Can get it more accurately by looking more closely in intervals from 100 to 120, and from 200 to 220.

A more efficient way: bisection

Know that top end of CI between 200 and 220:

lo <- 200 
hi <- 220

Try the value halfway between: is it inside or outside?

try <- (lo + hi) / 2
try

[1] 210

pval_sign(try,irs,Time)

[1] 0.09873715

Inside, so upper end is between 210 and 220. Repeat (over):

… bisection continued

lo <- try
try <- (lo + hi) / 2
try

[1] 215

pval_sign(try, irs, Time)

[1] 0.06142835

215 is inside too, so upper end between 215 and 220.
Continue until have as accurate a result as you want.

Bisection automatically

A loop, but not a for since we don’t know how many times we’re going around. Keep going while a condition is true:

lo = 200
hi = 220
while (hi - lo > 1) { # replace 1 by desired accuracy
  try = (hi + lo) / 2
  ptry = pval_sign(try, irs, Time)
  print(c(try, ptry))
  if (ptry <= 0.05)
    hi = try
  else
    lo = try
}

The output from this loop

[1] 210.00000000   0.09873715
[1] 215.00000000   0.06142835
[1] 217.50000000   0.04277395
[1] 216.25000000   0.04277395
[1] 215.62500000   0.04277395

215 inside, 215.625 outside. Upper end of interval to this accuracy is 215.

Using smmr

smmr has function ci_median that does this (by default 95% CI):

ci_median(irs, Time)

[1] 119.0065 214.9955

Uses a more accurate bisection than we did.
Or get, say, 90% CI for median:

ci_median(irs, Time, conf.level=0.90)

[1] 123.0031 208.9960

90% CI is shorter, as it should be.

Bootstrap

but, was the sample size (30) big enough to overcome the skewness?
Bootstrap, again:

tibble(sim = 1:10000) %>% 
  rowwise() %>% 
  mutate(my_sample = list(sample(irs$Time, replace = TRUE))) %>% 
  mutate(my_mean = mean(my_sample)) %>% 
  ggplot(aes(sample = my_mean)) + 
    stat_qq() + stat_qq_line() -> g

The sampling distribution

Comments

A little skewed to right, but not nearly as much as I was expecting.
The \(t\)-test for the mean might actually be OK for these data, if the mean is what you want.
In actual data, mean and median very different; we chose to make inference about the median.
Thus for us it was right to use the sign test.

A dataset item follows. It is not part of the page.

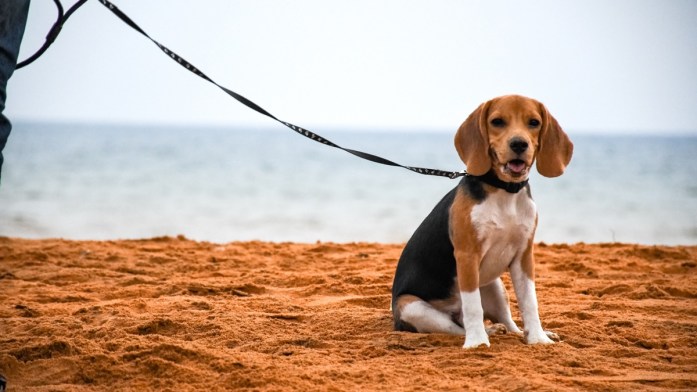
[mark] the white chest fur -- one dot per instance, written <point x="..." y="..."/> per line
<point x="503" y="223"/>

Two samples: Mood’s median test

If normality fails (for one or both of the groups), what do we do then?
Again, can compare medians: use the thought process of the sign test, which does not depend on normality and is not damaged by outliers.
A suitable test called Mood’s median test.
Before we get to that, a diversion.

The chi-squared test for independence

Suppose we want to know whether people are in favour of having daylight savings time all year round. We ask 20 males and 20 females whether they each agree with having DST all year round (“yes”) or not (“no”).

Some of the data:

my_url <- "http://ritsokiguess.site/datafiles/dst.txt"
dst <- read_delim(my_url," ")
dst %>% slice_sample(n = 10)

… continued

Count up individuals in each category combination, and arrange in contingency table:

tab <- with(dst, table(gender, agree))
tab

        agree
gender   no yes
  female 11   9
  male    3  17

Most of the males say “yes”, but the females are about evenly split.
Looks like males more likely to say “yes”, ie. an association between gender and agreement.

… continued

Test an \(H_0\) of “no association” (“independence”) vs. alternative that there is really some association.
Done with chisq.test.

…And finally

chisq.test(tab, correct=FALSE)


    Pearson's Chi-squared test

data:  tab
X-squared = 7.033, df = 1, p-value = 0.008002

Reject null hypothesis of no association (P-value 0.008)
therefore there is a difference in rates of agreement between (all) males and females (or that gender and agreement are associated).
Same answers as by hand. (Omitting correct = FALSE uses “Yates correction”.

Mood’s median test

Earlier: compare medians of two groups.
Sign test: count number of values above and below something (there, hypothesized median).
Mood’s median test:
- Find “grand median” of all the data, regardless of group
- Count data values in each group above/below grand median.
- Make contingency table of group vs. above/below.
- Test for association.

Why it works

If group medians equal, each group should have about half its observations above/below grand median. If not, one group will be mostly above grand median and other below.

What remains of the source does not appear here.